Я уставился на остроносого с тем неописуемым выражением, с каким подчиненный, вложивший умную мысль в голову шефа, глядит на начальника. Пора, мол, бабки подбивать, да чин не позволяет, тогда как вы… Скуратов с легкостью принял эту игру, важно кивнул и промолвил:
— Чем-то одурманили Чернозуба, Потом освободили от вещицы — и в бассейн. Жаль! Работник он был неплохой. Ну, проведем экспертизу, посмотрим, чего ему дали понюхать… — А негр-то исчез, — добавил я. — Уехал утром с полицейскими и не вернулся. — Зачем же ему возвращаться? — На лице Иван Иваныча мелькнула злорадная усмешка. — Он ведь думает, что бриллиант ухватил. Вот и понес к себе в гнездышко… в эту самую Такзалупу, что к востоку от Миссисипи… Мы переглянулись, как два сообщника, ухмыльнулись разом, и я спросил:
— А на самом-то деле — что?
— Так, пустячок… Приманка. Приманка? Для кого? Об этом он забыл упомянуть.
Скуратов поднялся:
— Ну, Дмитрий Григорьевич, собирайтесь. Домой полетим. Примерно такой конец и ожидался, невзирая на джентльменский договор. Эти договоры — как поддельное авизо: вроде бы есть, однако не всякий получит означенную в документе сумму. Получишь, если тебя боятся, а коль не боятся — при напролом, может, чего-то и выйдет Наша российская тактика, и, кстати, не хуже прочих.
— Домой? — Мой рот скривился в недоумении. — А если я не соглашусь?

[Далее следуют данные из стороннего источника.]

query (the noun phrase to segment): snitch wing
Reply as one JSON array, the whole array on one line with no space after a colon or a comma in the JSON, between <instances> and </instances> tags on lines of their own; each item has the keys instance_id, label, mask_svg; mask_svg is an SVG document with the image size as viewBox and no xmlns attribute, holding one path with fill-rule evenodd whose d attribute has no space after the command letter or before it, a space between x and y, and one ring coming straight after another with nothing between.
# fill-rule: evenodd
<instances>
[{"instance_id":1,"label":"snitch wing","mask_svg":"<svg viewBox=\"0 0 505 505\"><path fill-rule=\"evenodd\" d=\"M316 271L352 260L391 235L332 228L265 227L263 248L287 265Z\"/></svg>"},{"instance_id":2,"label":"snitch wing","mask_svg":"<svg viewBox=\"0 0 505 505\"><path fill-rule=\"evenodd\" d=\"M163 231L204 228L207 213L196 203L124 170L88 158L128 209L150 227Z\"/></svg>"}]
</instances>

Остроносый хмыкнул и пожал плечами:
— Тогда выбирайте, Дмитрий Григорьич: соляные копи, урановый рудник, галеры или каленые пятаки к пяткам.
Пожалуй, он не шутил, однако скоропалительное возвращение никак в мои планы не входило. По множеству причин. Во-первых, мне просто хотелось отдохнуть; во-вторых, я нуждался в покое и некотором времени, чтобы обдумать ситуацию и отыскать зернышко истины в груде навоза; в-третьих, я не терял надежды на встречу с Диком Бартоном — а вдруг ответит на парочку вопросов?.. Существовали и другие резоны, и среди них такой: что я скажу в славной компании “Голд Вакейшн”? Что недоволен отдыхом? Что пиво в Испании кислое, а гранаты — не той системы? Или что меня насильно вывез полковник ФСБ? В любом случае это положило б конец нашим доверительным отношениям и плодотворному будущему сотрудничеству. А я не столь богат, чтобы разбрасываться клиентурой.
Пришлось упереться рогами, трясти хвостом и бить копытами. В ответ остроносый воззвал к моим чувствам: к чувству ответственности и чувству долга, к патриотизму и гордости за державу, и, наконец, к чувству самосохранения. Я возразил, заявив, что обозначенное в первых пунктах кануло в вечность вместе с имперскими замашками, а что до самосохранения, так это не чувство, а инстинкт. Разумеется, он мне не чужд, и он говорит мне сейчас, что лучше пару деньков погреться на андалусском солнышке. Иван Иваныч сморщился, обозвал меня эгоцентристом и посулил заковать в кандалы; я презрительно сплюнул и напомнил ему, что мы, во-первых, живем в демократической стране, а во-вторых, пребываем сейчас на территории испанского королевства. Которое, кстати, диссидентов не выдает. “Это кто же тут диссидент?” — насмешливо сощурился Скуратов. А я ответил, что магнитофон включен и все его шуточки про кандалы и рудник уже на пленке.